By a curious sequence of serendipities—being sent to a conference I'd had no plans to attend, overhearing a stranger's conversation about his evening plans, and arriving at the ticket window just after a number of reserved seats went back on sale—last Thursday evening I found myself smack in the middle of Row F of the Brown Theatre in Louisville for the New Pornographers/Belle & Sebastian show. I was, in a word, well chuffed.

The New Pornographers set was good but no revelation. They may have been hampered by the venue (the Brown is a theater, and everyone stayed seated for their set. Does it say something about the audience for indie rock in Kentucky that this is the second time I've gone to a show located in a hall typically used for orchestras and dramatic productions?) or the fact that half the seats were still empty, but they seemed a bit low-energy. Mostly they reinforced my previous assessment that they are the second coming of Game Theory. That's not necessarily a bad thing, but I guess I was hoping to be a bit more impressed.

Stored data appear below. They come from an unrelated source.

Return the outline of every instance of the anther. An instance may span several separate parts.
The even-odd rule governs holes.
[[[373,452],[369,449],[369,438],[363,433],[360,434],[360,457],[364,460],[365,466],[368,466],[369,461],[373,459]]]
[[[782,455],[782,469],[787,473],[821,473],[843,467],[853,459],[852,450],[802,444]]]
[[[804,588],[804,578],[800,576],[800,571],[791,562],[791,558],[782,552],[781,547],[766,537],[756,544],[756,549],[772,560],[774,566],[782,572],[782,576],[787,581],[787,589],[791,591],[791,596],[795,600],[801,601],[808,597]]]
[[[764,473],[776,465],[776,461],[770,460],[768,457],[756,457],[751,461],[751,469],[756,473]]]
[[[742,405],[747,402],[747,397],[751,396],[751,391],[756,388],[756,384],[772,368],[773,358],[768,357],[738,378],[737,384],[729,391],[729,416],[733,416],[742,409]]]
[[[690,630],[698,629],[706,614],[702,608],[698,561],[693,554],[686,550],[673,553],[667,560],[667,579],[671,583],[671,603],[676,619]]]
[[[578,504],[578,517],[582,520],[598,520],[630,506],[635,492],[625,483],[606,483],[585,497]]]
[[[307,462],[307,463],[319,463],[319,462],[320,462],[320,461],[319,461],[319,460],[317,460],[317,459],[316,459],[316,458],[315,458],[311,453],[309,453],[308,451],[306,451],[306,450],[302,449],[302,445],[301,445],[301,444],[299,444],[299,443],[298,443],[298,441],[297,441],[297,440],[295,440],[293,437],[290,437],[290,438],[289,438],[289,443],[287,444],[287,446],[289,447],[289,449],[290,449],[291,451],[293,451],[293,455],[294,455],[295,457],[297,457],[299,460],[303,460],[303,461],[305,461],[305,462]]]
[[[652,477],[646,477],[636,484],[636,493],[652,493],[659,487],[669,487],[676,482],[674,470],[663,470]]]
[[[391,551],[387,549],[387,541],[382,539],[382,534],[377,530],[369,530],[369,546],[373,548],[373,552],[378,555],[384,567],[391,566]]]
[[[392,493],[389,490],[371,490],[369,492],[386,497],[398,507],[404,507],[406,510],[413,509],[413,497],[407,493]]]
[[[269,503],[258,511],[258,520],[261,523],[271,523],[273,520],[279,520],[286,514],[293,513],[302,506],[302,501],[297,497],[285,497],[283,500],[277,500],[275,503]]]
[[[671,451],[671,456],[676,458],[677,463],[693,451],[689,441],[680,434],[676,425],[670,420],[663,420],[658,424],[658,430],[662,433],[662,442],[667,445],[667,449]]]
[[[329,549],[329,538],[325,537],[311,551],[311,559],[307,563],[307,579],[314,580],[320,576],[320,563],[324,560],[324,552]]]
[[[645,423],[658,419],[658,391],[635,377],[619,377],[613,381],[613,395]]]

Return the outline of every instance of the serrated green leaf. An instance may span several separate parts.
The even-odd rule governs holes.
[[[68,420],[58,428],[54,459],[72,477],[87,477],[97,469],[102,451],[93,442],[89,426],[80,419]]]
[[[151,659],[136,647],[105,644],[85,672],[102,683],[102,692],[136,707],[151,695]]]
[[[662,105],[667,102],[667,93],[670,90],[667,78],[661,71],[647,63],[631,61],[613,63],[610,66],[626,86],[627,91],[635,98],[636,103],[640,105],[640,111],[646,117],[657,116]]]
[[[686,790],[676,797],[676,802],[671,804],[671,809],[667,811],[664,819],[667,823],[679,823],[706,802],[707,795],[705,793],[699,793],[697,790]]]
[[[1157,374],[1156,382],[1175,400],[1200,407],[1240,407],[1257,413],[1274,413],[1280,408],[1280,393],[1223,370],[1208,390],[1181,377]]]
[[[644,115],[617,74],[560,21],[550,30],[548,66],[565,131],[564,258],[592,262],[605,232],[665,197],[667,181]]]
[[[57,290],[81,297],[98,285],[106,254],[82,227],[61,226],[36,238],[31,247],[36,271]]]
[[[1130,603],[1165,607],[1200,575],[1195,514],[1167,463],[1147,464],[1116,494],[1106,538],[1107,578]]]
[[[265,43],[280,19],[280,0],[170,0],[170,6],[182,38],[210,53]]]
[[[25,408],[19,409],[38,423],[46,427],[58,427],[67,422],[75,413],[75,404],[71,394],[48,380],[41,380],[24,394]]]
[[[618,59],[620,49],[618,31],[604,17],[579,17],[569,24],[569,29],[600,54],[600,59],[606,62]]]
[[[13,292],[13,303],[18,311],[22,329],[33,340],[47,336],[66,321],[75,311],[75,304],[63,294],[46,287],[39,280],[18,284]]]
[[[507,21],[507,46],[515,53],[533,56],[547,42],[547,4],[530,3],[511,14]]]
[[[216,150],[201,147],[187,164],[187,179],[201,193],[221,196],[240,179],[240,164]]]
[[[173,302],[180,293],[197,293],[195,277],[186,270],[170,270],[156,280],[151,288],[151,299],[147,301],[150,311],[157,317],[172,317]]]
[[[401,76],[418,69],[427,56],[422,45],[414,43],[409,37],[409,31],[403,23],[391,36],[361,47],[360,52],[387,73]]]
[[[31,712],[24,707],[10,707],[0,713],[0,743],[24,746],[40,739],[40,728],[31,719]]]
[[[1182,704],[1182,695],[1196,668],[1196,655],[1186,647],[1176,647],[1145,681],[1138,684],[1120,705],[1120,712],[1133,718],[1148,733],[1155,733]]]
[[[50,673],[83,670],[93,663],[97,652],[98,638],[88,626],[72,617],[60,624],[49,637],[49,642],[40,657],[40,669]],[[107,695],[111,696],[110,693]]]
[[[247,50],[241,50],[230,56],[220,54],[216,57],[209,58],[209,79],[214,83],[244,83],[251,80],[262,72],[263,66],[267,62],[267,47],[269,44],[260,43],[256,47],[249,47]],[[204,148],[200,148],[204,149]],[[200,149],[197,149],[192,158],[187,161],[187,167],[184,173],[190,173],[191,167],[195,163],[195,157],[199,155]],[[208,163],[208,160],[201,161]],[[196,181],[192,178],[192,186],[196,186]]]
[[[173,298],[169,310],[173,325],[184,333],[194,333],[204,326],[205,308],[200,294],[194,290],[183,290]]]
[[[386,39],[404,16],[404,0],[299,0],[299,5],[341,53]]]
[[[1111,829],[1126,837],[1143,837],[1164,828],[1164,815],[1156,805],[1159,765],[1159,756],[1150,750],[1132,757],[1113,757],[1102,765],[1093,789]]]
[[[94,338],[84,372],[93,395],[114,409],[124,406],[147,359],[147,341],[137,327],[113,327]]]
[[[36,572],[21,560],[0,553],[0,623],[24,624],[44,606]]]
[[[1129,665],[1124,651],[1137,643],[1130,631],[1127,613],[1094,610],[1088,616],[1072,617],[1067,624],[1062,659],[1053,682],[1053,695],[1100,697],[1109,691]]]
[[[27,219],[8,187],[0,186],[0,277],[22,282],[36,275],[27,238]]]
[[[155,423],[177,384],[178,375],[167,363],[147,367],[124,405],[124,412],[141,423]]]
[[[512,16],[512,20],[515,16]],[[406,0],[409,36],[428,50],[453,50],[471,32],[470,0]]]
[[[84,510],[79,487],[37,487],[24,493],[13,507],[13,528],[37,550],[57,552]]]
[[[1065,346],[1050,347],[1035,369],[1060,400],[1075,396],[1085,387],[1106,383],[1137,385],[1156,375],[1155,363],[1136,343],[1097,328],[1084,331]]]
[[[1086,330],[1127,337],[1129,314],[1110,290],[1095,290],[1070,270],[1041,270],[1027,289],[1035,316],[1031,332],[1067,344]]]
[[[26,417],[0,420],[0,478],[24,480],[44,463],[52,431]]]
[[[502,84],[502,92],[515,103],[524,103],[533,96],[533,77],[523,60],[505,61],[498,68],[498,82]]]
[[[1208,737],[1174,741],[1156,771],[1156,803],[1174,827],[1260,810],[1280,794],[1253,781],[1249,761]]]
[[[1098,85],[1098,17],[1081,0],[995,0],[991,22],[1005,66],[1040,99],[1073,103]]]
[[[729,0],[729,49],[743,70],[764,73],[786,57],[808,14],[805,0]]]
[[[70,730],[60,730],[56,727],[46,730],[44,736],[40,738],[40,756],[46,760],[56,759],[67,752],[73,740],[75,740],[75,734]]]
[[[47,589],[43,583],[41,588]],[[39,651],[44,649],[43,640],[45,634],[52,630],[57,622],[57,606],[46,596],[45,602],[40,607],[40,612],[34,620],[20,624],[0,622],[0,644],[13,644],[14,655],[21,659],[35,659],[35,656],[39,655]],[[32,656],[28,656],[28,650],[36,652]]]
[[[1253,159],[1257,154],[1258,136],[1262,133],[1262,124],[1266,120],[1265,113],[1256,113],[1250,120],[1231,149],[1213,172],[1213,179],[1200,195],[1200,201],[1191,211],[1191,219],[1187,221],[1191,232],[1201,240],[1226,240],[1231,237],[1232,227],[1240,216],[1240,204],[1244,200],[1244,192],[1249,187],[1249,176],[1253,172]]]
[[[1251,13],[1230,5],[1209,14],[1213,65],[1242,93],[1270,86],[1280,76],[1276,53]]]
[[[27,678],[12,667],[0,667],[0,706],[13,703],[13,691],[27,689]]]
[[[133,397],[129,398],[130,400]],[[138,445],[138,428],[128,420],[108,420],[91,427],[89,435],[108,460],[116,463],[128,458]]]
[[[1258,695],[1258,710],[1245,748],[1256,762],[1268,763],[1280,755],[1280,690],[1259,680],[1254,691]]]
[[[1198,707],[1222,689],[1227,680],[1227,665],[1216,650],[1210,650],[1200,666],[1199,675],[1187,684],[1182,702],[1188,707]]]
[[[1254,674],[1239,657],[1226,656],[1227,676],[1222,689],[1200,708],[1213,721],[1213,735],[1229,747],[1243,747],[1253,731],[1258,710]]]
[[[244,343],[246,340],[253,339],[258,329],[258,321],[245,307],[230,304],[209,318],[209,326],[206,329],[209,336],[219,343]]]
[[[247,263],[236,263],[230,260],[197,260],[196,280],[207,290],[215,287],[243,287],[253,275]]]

Belle & Sebastian on the other hand were stunning. They opened with an absolutely kick-ass rendition of 'The Stars of Track and Field', closed their set with a rousing 'Judy and the Dream of Horses,' and capped the encore with 'Me and the Major' (had they completed the superfecta by playing 'If You're Feeling Sinister', I might have passed out from sheer joy). In between these old favorites was a fair amount of material I didn't know (so I assume it is from the new album), but all of it more or less delightful. They even managed to make one of my least favorite B&S songs, 'Fox in the Snow', sound good.* If B&S have a flaw on their recordings, it's that the whole fey vocals and delicate melodies thing teeters on the edge of moaning wimpiness. Live, though, they nicely mixed energetic rockers with soft ballads to create an atmosphere that was at once rich, dreamy and heartbreaking, In this, I was reminded of a Chills show I saw long ago. The Chills are another band whose records rode the edge between quiet and pathetic, while in concert they meshed into a wall of sound that blew such concerns away.

Anyway, good opener plus terrific headliner equals great show in my book. The fact that it provided an alternative to an evening of hotel cable TV, made it nearly perfect.

(*Despite the fact that I've only mentioned songs from If You're Feeling Sinister, I do in fact own and enjoy other B&S albums. In fact, after buying the Press Barman... compilation at the show and downloading The Life Pursuit from eMusic yesterday, I should be in possession of their complete discography.)